ChemShell Basics

What is ChemShell

ChemShell is an interactive shell designed to support computational chemistry operations. It is similar to a UNIX shell (such as bash or tcsh), in that commands are read in by the shell and interpreted.

As with a UNIX shell, the commands may run programs, or may provide control information for the shell itself, e.g. set variables, define subprograms, and define loops and conditions.

The interpretation of commands by ChemShell uses the functionality of a public-domain package called Tcl (Tool Command Language), by John Ousterhout (UC, Berkley), which is linked into the ChemShell executable, and thus the syntax and structure of Tcl-ChemShell scripts is basically that of Tcl (differences are detailed in the next section). The difference between a standard Tcl shell and ChemShell is that a library of Tcl scripts and extra commands are available which provide interfaces to a number of computational chemistry operations.
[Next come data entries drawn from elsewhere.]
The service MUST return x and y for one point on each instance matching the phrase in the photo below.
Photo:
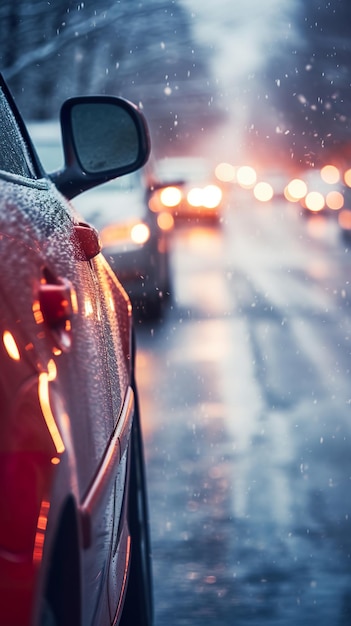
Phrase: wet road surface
(245, 393)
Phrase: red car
(74, 543)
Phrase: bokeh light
(165, 220)
(334, 200)
(170, 196)
(347, 177)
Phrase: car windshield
(14, 156)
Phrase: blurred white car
(188, 188)
(135, 240)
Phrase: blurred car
(187, 187)
(74, 544)
(324, 195)
(344, 215)
(135, 240)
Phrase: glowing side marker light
(11, 345)
(43, 393)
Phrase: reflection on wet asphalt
(245, 400)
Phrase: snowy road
(246, 401)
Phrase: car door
(70, 329)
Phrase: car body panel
(67, 399)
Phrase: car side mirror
(104, 137)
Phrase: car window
(14, 156)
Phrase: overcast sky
(239, 31)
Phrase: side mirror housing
(103, 137)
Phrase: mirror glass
(105, 136)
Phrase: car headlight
(122, 234)
(170, 196)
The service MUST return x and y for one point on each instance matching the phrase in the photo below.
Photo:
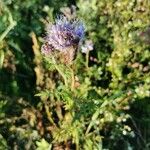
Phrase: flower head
(62, 34)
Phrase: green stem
(11, 26)
(72, 78)
(60, 72)
(87, 60)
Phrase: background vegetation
(109, 107)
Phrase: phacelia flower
(62, 35)
(88, 46)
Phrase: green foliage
(99, 101)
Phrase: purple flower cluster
(63, 34)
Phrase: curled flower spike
(62, 35)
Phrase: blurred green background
(121, 37)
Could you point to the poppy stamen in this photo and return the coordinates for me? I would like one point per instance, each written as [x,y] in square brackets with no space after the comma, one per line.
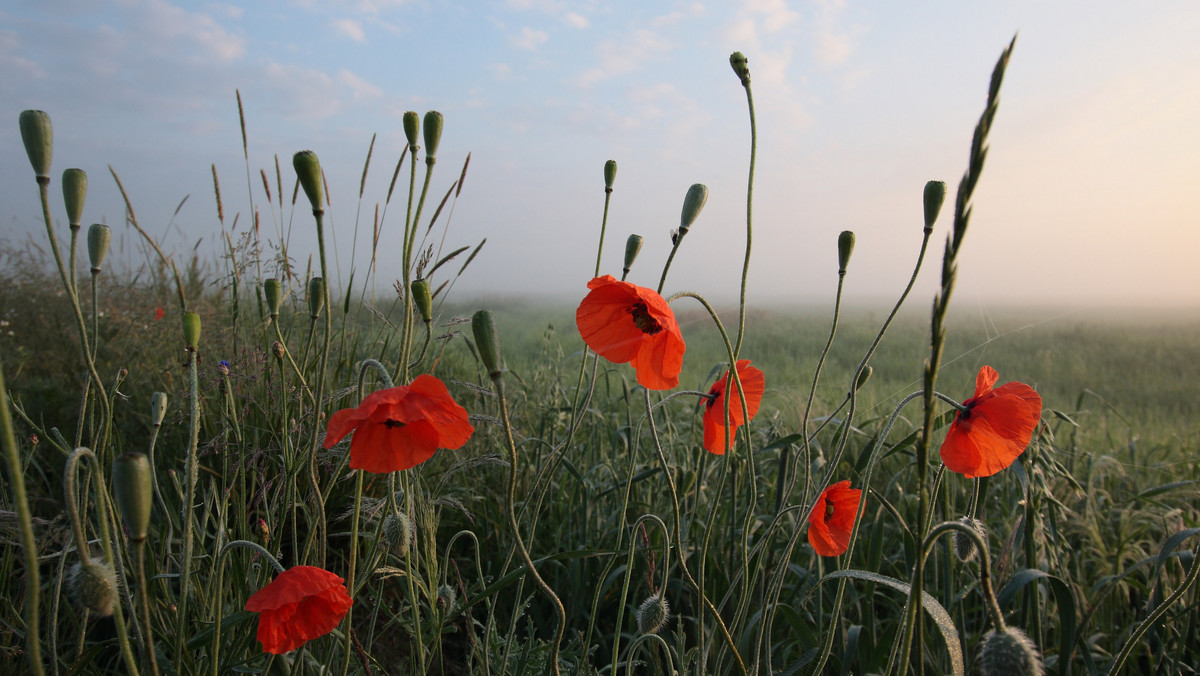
[643,321]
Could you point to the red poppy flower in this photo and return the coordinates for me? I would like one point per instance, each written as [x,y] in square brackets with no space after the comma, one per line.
[993,429]
[624,322]
[833,519]
[717,437]
[301,604]
[400,428]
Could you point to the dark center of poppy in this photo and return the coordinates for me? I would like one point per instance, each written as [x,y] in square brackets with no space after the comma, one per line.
[642,319]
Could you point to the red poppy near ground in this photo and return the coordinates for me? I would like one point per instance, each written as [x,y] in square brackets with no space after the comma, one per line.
[833,519]
[993,428]
[624,322]
[400,428]
[301,604]
[717,436]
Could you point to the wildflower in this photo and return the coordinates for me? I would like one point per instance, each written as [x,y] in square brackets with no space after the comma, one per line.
[301,604]
[833,519]
[624,322]
[400,428]
[717,436]
[993,428]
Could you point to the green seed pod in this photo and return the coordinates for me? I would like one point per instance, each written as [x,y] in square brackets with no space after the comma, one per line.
[693,202]
[309,172]
[274,292]
[934,197]
[157,407]
[741,67]
[1009,652]
[397,532]
[75,192]
[865,375]
[432,136]
[316,297]
[133,492]
[39,136]
[845,247]
[484,328]
[192,329]
[93,585]
[423,299]
[633,247]
[99,237]
[653,615]
[412,127]
[964,545]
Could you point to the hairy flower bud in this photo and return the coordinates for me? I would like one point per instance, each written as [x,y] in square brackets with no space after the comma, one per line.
[423,299]
[432,136]
[39,136]
[99,238]
[845,247]
[93,585]
[653,615]
[633,247]
[133,492]
[157,407]
[309,172]
[191,329]
[274,292]
[934,197]
[412,127]
[693,202]
[316,297]
[1009,652]
[75,192]
[484,328]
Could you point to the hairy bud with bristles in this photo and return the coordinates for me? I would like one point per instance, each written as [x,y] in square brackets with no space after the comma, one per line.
[1009,652]
[653,614]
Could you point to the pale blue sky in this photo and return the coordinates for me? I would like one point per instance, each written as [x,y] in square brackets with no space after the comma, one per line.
[1090,195]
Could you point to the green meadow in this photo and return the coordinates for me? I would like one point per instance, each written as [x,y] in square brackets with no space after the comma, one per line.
[169,458]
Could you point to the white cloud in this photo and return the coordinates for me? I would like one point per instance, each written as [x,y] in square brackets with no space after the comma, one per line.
[352,29]
[531,39]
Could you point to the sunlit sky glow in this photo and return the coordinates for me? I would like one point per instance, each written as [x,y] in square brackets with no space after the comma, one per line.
[1090,196]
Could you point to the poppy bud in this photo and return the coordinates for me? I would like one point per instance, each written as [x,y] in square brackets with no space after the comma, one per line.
[845,247]
[133,492]
[316,297]
[934,197]
[75,191]
[157,407]
[397,532]
[964,545]
[610,174]
[274,292]
[633,247]
[309,172]
[741,66]
[412,126]
[432,136]
[484,328]
[693,202]
[423,299]
[1009,652]
[863,376]
[653,615]
[99,237]
[39,137]
[191,329]
[93,585]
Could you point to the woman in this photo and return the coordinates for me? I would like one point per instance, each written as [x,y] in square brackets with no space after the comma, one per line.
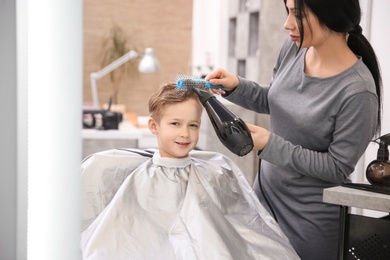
[325,107]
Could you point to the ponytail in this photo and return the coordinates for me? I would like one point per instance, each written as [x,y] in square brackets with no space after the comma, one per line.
[358,43]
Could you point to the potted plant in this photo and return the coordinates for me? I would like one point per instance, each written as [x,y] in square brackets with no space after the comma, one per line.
[115,45]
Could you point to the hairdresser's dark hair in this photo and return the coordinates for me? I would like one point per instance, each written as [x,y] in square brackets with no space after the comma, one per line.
[344,16]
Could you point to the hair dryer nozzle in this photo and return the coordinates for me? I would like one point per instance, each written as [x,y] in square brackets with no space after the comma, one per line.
[230,129]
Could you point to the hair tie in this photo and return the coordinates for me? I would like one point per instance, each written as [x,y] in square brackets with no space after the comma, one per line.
[356,30]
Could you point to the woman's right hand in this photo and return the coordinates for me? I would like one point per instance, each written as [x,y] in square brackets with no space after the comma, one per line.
[222,77]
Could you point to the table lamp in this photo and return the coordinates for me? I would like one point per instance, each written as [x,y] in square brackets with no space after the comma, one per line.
[148,64]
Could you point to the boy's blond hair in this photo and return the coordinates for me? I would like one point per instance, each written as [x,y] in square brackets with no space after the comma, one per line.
[166,95]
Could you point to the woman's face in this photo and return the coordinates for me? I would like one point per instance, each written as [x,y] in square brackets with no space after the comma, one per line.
[314,33]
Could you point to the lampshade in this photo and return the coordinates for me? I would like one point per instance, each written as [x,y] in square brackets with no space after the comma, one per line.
[148,63]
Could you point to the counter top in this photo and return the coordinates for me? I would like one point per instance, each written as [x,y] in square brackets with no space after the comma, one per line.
[357,198]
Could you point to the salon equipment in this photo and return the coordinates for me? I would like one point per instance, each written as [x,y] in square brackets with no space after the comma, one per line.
[378,171]
[102,119]
[190,82]
[230,129]
[148,64]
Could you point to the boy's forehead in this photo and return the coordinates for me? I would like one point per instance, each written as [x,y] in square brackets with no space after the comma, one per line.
[190,107]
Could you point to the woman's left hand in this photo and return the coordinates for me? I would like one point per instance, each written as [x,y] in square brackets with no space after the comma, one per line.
[260,136]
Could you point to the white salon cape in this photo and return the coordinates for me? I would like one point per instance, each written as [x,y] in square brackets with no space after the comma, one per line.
[200,207]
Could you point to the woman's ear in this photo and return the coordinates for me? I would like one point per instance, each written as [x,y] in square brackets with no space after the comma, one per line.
[152,124]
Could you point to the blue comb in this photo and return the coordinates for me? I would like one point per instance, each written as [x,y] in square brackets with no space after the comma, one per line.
[188,82]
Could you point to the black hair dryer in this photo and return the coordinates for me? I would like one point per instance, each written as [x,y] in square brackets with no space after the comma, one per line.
[378,171]
[230,129]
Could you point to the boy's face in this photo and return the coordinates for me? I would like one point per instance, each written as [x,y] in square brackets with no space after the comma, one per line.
[178,130]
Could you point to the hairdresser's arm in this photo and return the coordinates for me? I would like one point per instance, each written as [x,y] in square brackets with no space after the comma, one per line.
[354,128]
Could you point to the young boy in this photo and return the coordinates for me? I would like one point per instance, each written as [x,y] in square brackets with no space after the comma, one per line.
[178,204]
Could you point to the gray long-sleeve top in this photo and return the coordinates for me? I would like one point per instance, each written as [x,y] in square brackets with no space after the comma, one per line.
[320,127]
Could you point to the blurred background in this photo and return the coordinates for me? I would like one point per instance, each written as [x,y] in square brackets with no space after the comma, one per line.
[49,49]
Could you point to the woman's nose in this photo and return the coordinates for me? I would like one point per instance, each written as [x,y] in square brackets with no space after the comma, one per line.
[289,23]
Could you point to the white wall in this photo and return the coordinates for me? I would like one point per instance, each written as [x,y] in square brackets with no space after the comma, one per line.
[54,65]
[40,148]
[210,34]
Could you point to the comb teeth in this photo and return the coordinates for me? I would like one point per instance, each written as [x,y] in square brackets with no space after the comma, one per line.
[189,82]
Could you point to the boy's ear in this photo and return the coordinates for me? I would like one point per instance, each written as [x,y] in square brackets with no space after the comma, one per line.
[152,126]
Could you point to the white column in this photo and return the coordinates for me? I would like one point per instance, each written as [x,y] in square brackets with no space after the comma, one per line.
[54,127]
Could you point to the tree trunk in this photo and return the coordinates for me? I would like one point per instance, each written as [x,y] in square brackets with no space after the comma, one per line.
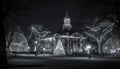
[3,58]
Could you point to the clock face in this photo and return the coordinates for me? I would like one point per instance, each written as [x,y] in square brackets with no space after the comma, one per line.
[67,21]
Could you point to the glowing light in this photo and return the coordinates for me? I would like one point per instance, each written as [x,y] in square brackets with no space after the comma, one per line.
[35,48]
[36,42]
[88,47]
[106,48]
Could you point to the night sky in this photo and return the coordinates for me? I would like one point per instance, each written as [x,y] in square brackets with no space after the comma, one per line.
[50,14]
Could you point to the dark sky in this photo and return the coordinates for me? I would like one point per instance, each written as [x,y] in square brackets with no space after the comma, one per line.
[50,14]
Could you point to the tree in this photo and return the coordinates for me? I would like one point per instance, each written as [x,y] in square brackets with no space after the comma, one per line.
[100,34]
[7,9]
[110,10]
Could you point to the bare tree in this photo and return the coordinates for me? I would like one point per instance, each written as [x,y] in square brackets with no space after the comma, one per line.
[8,8]
[100,34]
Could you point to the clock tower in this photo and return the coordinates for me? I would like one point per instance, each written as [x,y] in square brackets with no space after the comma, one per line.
[67,23]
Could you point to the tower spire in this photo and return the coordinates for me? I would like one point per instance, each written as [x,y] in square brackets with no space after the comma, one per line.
[67,21]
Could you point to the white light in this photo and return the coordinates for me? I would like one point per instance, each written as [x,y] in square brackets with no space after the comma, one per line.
[28,47]
[88,47]
[106,48]
[35,49]
[44,49]
[36,42]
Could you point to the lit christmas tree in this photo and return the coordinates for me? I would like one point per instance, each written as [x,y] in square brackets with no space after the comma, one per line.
[59,50]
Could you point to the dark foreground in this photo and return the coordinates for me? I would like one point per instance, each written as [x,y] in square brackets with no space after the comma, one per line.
[62,63]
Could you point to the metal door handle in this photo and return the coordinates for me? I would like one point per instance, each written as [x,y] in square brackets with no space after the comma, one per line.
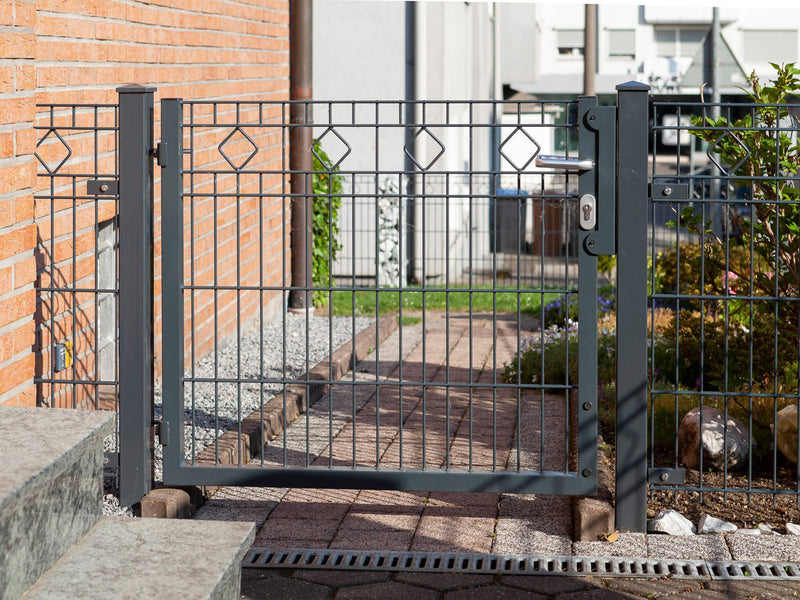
[568,163]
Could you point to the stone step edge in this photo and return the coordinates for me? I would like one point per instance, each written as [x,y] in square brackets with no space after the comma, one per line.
[181,502]
[123,557]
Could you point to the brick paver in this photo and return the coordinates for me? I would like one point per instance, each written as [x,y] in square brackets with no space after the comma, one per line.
[456,428]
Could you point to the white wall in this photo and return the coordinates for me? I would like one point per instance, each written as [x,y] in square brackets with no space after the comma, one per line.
[555,73]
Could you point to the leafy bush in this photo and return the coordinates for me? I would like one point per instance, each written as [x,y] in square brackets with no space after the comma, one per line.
[763,155]
[327,187]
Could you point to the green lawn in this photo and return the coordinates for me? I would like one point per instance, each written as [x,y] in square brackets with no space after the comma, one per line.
[436,300]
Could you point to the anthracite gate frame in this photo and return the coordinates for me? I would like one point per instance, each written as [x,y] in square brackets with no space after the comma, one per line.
[212,163]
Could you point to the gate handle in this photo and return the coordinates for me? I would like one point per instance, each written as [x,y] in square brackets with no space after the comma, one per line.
[564,162]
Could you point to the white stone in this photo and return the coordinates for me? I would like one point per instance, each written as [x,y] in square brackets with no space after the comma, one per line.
[709,524]
[720,438]
[671,522]
[786,435]
[792,529]
[767,529]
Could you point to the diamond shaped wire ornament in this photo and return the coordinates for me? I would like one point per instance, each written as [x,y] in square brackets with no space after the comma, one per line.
[334,165]
[228,139]
[710,152]
[520,130]
[64,145]
[410,144]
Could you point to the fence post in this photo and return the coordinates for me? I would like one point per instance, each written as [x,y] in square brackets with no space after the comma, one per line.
[135,292]
[632,199]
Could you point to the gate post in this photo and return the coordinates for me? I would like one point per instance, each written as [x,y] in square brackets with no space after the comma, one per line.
[632,198]
[135,292]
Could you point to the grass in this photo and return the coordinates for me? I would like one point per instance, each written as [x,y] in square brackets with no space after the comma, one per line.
[482,301]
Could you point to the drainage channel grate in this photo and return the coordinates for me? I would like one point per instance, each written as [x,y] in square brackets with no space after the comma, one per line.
[516,564]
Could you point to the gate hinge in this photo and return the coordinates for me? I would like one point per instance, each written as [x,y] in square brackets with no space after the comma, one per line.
[673,191]
[666,476]
[160,154]
[110,464]
[162,431]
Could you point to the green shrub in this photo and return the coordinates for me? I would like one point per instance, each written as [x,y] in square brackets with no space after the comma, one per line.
[327,187]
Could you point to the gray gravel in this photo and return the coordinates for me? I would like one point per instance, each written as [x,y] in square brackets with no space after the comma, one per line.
[283,353]
[274,355]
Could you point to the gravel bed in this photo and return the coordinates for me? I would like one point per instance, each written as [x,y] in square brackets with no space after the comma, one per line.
[220,407]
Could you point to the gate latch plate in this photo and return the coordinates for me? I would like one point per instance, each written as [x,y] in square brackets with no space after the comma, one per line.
[672,191]
[587,212]
[666,476]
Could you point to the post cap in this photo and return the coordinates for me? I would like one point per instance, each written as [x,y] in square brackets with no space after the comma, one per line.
[633,86]
[135,88]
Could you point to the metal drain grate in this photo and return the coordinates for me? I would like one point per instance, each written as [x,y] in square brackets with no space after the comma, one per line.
[516,564]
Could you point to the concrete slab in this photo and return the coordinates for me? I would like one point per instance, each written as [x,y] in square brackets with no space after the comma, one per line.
[764,547]
[50,487]
[688,547]
[150,558]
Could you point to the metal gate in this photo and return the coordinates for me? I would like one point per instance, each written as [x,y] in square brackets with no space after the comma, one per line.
[455,203]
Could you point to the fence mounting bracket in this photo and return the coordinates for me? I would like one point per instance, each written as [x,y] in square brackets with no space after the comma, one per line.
[666,476]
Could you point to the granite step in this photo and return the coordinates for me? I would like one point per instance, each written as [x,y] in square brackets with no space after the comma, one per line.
[128,558]
[50,488]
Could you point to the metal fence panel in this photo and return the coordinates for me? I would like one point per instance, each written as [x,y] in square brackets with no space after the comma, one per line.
[76,258]
[723,298]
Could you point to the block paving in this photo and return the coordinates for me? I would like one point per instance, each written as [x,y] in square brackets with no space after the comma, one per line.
[364,427]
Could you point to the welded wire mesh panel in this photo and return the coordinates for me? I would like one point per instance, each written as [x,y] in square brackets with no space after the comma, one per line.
[76,227]
[724,303]
[77,238]
[451,254]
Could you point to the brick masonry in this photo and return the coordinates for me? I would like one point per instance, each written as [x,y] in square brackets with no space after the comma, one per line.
[79,51]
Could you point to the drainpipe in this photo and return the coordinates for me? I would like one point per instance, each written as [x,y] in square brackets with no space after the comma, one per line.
[589,49]
[300,158]
[408,167]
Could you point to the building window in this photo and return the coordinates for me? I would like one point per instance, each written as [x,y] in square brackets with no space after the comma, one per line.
[762,45]
[569,42]
[679,43]
[622,43]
An overview of basic Tcl commands is available.

Invoking ChemShell

When installed as described in Installation a script called chemsh is installed in the scripts directory.

A single input script file may be invoked by providing the filename as an argument as follows:

chemsh myscript

Otherwise, an interactive shell is invoked.

When running on a parallel machine the requirements will generally be more complicated, see the section on parallel execution for more details.

Data Objects in ChemShell

It is useful when working with the shell to appreciate the way the data is stored and manipulated, since the way data is grouped into objects affects the nature of the control arguments to the Tcl procedures.

The Tcl language does support the storage of any type of user data other than character strings. ChemShell therefore contains code to store and manipulate numerical data (for example molecular structure, numeric data fields, matrices etc.) in an efficient manner while accessing them from within scripts by a character string. The data object types are indicated below.

Object Type Contents

fragment Molecular structure (cartesian coordinates)

zmatrix Molecular structure (internal coordinates)

field Numerical grid or data field in 3D space

matrix Floating point array

graph 3D graphical image

Usually these objects are referred to by one-word names, or tags, as in the examples below. Usually there is a one-to-one correspondence between objects referenced in ChemShell scripts and files in the current directory, with the file name being the same as the object name or tag. Each command reads in the data from the input objects and writes out the result objects on completion. However, when a script needs to perform multiple manipulations on the same object this model needs to be modified, this is achieved by declaring the object.

Structure of a ChemShell Command

Commands within ChemShell have a common general structure. In the simplest form, the name of the command is followed by a series of option-value pairs, connected by the = sign, as follows:

command option1=value1 option2=value2 ....

The option-value pairs can provide a number of types of information to the function identified by "command", typically they may

provide names of data objects (see above) they read from or write to.
provide values of certain numerical parameters
switch certain options on or off
choose one of a number of modes of operation supported by the same function.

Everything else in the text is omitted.